Alors où est le problème ? Le problème réside dans l’historique malsain d’une administration qui a toujours fonctionné aux « ismes » négatifs : népotisme, clientélisme et favoritisme. Et puisqu’on parle de Lamiae Boutaleb et de Mohamed Sajid, le problème est aussi dans le fait que le RNI et l’UC traînent derrière eux une longue réputation de ces « ismes ».

Il est donc naturel que les plus grands soupçons naissent si un marché est attribué à un(e) proche RNI de la ministre RNI. Et, suite logique, tout le monde s’est élevé contre ce qui a été qualifié de « isme ». Un démenti a été publié, accordons lui crédit, et attendons la suite.

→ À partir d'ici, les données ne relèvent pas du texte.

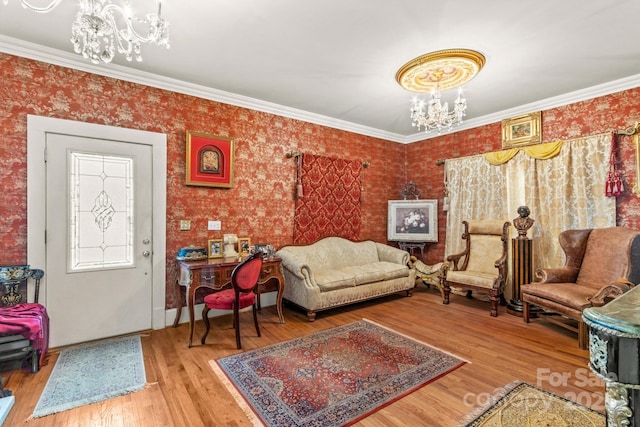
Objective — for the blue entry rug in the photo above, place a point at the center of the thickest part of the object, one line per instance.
(93, 372)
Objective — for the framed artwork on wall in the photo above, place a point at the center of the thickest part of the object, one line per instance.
(215, 248)
(522, 130)
(209, 161)
(244, 244)
(413, 220)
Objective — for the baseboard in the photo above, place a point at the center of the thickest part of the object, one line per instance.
(6, 403)
(266, 300)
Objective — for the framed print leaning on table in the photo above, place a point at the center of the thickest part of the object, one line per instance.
(413, 220)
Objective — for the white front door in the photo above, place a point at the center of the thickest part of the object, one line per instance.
(99, 251)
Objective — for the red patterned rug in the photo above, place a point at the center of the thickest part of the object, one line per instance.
(331, 378)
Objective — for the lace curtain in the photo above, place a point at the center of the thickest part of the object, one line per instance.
(563, 192)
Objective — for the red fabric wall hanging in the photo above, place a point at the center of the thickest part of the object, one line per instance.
(330, 202)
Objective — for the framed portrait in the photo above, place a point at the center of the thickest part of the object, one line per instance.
(264, 248)
(413, 220)
(522, 130)
(209, 161)
(215, 248)
(244, 244)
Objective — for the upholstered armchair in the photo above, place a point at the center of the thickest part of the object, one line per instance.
(600, 264)
(482, 266)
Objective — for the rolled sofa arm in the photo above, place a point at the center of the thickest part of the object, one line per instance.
(610, 292)
(391, 254)
(296, 266)
(556, 275)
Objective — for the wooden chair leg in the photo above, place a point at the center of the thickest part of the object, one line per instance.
(583, 336)
(236, 326)
(205, 319)
(494, 303)
(255, 319)
(446, 291)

Et quelle serait cette suite ? Si elle doit consister à critiquer tout ce qui se fait et à éreinter tous ceux qui font, au prétexte qu’ils sont indélicats, ou incompétents, ou clientélistes ou autres, nous verserions dans un nihilisme dévastateur pour un pays qui a besoin de tous ses cadres et dirigeants, de quelque


bord soient-ils.

La solution est, encore et toujours, dans la transparence, la communication et, le cas échéant dans la justice. Nous sommes là face au problème éternel de la morale et de l’éthique. Le philosophe français Michel Onfray a eu l’expression juste en préconisant de « ne pas faire de l’argent l’horizon indépassable de toute éthique et de toute politique ». Cela devrait s’appliquer au Maroc.

Mais dans notre pays, le rapport à l’argent a de tous été inscrit sous le signe de la méfiance et de la défiance. Un riche est soit un héritier, soit un indélicat (corrompu ou autres) soit un suppôt/support du makhzen ; il est donc systématiquement vilipendé. Et c’est d’autant plus paradoxal qu’en cette époque qui est la nôtre, le matérialisme est roi et tout le monde aspire à disposer du plus de moyens possibles…  tout en s’en prenant, systématiquement, aux nantis.

Or, les temps changent et les mœurs évoluent. Le royaume souhaite s‘inscrire comme puissance régionale et continentale. Pour cela, il faut d’abord se réconcilier avec soi-même et ses riches et ensuite savoir accepter tous ceux qui ont quelque chose à apporter. Il est important de se défaire de la conception latine, héritée du colonialisme, consistant à ériger une muraille entre le pouvoir et l’argent, pour adopter la démarche anglo-saxonne, où argent et pouvoir peuvent coexister, sous l’œil vigilant de la justice.

Au Maroc, pays confluent de plusieurs cultures et civilisations, il faut savoir se donner les moyens de la réussite, régionale et continentale, et pour cela, il ne faut pas hésiter à se défaire du carcan traditionnaliste arabo-musulman ou latino-catholique, où l’argent et les riches éveillent toujours les soupçons.  Il ne faut pas hésiter à mettre au point un système qui soit le nôtre.

Mais la justice doit être là, et la confiance aussi. Et surtout le renoncement à la défiance systématique. Il est nécessaire que d’un côté, l’opinion publique (médias en veille et réseaux sociaux qui surveillent) accepte que des entrepreneurs soient aux commandes, que de l’autre, les responsables politiques aient le sens de l’éthique, du devoir et de la morale, n’hésitant pas limoger les indélicats et que, enfin, le glaive de la justice s’abatte sur tous ceux qui faillent à leurs devoirs.

Le Maroc ne s’en porterait que mieux, bien mieux que de sacrifier à la condamnation réflexe et au reproche systématique de gens qui ont atteint ce que la plupart des autres recherchent.